In 2009 a special exhibition was held in Penang that I attended with my mother called '100 ExcellentArtists' The previous year, 2008, Georgetown Penang had been declared a World
Heritage Site and my mother painted the bats that are featured on the beloved 'Blue Mansion' walls. She had already been painting the heritage buildings that were suddenly 'de riguer' for more than a decade, as usual ahead of her time.

Shaking hands with the Minister of Culture at the exhibition
 
Painting of the bats from the Cheong_Fatt_Tze_Mansion heritage building Penang
In 2010 she exhibited her self portrait in Portland, Oregon, USA in the 'Her Presence in Colours IX' exhibition producing the below painting which was then displayed in the catalogue but she couldn't retrieve the painting from Aceh in time for the exhibition so she had to quickly whip up the second self portrait shown below in black and white with the orange background.

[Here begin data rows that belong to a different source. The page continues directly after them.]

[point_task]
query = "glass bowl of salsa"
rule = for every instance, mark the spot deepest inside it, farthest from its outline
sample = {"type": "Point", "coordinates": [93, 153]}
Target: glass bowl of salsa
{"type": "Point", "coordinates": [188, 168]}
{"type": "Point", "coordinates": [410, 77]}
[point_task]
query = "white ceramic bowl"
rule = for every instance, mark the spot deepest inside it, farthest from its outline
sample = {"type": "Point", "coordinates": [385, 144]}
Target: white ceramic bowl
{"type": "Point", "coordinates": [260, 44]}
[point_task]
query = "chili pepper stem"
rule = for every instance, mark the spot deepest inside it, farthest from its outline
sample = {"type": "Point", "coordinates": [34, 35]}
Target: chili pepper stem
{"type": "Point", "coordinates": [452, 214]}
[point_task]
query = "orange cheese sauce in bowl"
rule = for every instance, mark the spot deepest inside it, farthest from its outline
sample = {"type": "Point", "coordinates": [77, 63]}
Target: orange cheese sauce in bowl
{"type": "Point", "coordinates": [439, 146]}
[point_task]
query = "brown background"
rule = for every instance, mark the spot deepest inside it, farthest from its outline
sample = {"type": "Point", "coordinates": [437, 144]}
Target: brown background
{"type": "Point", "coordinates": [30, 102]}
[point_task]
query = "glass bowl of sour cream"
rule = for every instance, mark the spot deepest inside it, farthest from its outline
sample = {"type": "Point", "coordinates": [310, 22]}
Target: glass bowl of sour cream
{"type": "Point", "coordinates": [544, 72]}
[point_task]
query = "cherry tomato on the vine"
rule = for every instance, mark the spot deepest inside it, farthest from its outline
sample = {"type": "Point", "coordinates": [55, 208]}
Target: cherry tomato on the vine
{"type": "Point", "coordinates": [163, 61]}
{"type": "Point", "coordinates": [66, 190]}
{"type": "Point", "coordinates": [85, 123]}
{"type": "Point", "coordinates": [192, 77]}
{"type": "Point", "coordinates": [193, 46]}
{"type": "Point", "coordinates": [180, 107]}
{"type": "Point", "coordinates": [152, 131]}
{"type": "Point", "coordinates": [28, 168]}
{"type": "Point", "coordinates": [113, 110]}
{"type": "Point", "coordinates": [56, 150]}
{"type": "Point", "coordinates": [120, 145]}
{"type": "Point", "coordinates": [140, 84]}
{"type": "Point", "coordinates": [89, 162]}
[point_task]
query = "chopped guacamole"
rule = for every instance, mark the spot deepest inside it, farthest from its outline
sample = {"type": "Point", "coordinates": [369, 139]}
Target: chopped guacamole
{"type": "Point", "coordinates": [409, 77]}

Initial self-portrait for the Portland exhibition 2011


At the Portland exhibition with the 'stand-in' self-portrait 2011














In 2011 she exhibited 'Recycled' at the 'Her Presence in Colours X' exhibition in Ho Chi Min city, Vietnam. This was a scene from her travels to Morocco where car tyres were used to produce footwear and sold on the side of the street in the typical scene below.
Painting for Vietnam exhibition 2011
Being presented with flowers from the Indonesian consulate
for representing Indonesia at the Vietnam exhibition
Something different - 'Greek Ruins' popular with the multitudes
 Today she continues to travel and paint prolifically - a modern day Karen von Blixen only more eccentric.Indonesian Television has made several documentary interviews with her on her life and painting in Aceh. This year she moved to Penang so she doesn't have to endure the 10 hour jeep drive across the mountains to get from her port of entry, Medan, on the east coast over to Air Dingin on the west coast every three months to renew her visa. At the next International Womens Art-her exhibition to be held in Mongolia 2014 as an Australian citizen now she might represent Australia, or maybe her country of birth Denmark?